Hello all,
you've probably seen the emails about the NASA CPF server changing to https. I now adapted our python script in order to download the CPFs from that new server. I used the requests package rather than curl as I suggested by CDDIS examples. It's a bit tricky since they decided to use a login system which is not very suitable for automated download. Anyway, it works now. I post the code here for your convenience.
A few notes to the code. It's made to work with python3 and the python requests package installed. You need to obtain Earth Data login credentials first and then insert them here in the code (line ~37 / 38). The code will download the V1 CPFs, if you want the new ones, you have to change the target folder. Please note that the script will delete all existing files in the local target folder. If you use the function in a graphical interface, your callback function can update a progress bar etc. If it returns "false", the downloads will be cancelled. The function will return the number of downloaded CPFs.
The script is not entirely by me, it also uses code I found on the Earth Data site.
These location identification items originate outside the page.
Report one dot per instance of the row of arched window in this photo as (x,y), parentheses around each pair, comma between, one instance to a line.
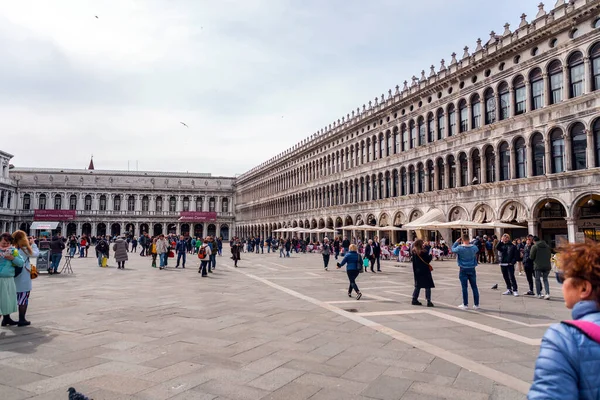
(124,203)
(536,155)
(524,93)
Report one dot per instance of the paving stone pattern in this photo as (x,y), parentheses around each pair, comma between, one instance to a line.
(272,329)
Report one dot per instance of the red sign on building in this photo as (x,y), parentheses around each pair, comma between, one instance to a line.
(197,216)
(54,215)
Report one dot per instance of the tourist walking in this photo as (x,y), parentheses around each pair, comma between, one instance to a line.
(541,255)
(56,248)
(508,257)
(120,247)
(162,248)
(181,249)
(204,254)
(353,262)
(236,249)
(10,260)
(467,261)
(569,359)
(421,260)
(326,252)
(27,248)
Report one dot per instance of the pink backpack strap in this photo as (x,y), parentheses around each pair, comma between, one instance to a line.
(590,329)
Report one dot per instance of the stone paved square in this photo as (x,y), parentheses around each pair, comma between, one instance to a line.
(272,328)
Comments and cheers welcome, as always.
Daniel
import os
from glob import glob
import requests
class SessionWithHeaderRedirection(requests.Session):
AUTH_HOST = 'urs.earthdata.nasa.gov'
def __init__(self, username, password):
super().__init__()
self.auth = (username, password)
# Overrides from the library to keep headers when redirected to or from
# the NASA auth host.
def rebuild_auth(self, prepared_request, response):
headers = prepared_request.headers
url = prepared_request.url
if 'Authorization' in headers:
original_parsed = requests.utils.urlparse(response.request.url)
redirect_parsed = requests.utils.urlparse(url)
if (original_parsed.hostname != redirect_parsed.hostname) and \
redirect_parsed.hostname != self.AUTH_HOST and \
original_parsed.hostname != self.AUTH_HOST:
del headers['Authorization']
return
def download_CPFs_ssl(local_dir, update_callback):
# remove old files
if not os.path.isdir(local_dir):
os.mkdir(local_dir)
filelist = glob(os.path.join(local_dir, "*"))
for f in filelist:
os.remove(f)
# define urls and credentials
url = "https://cddis.nasa.gov/archive/slr/cpf_predicts/current/"
username = ""
password = ""
# make the request to the web site to get filenames
session = SessionWithHeaderRedirection(username, password)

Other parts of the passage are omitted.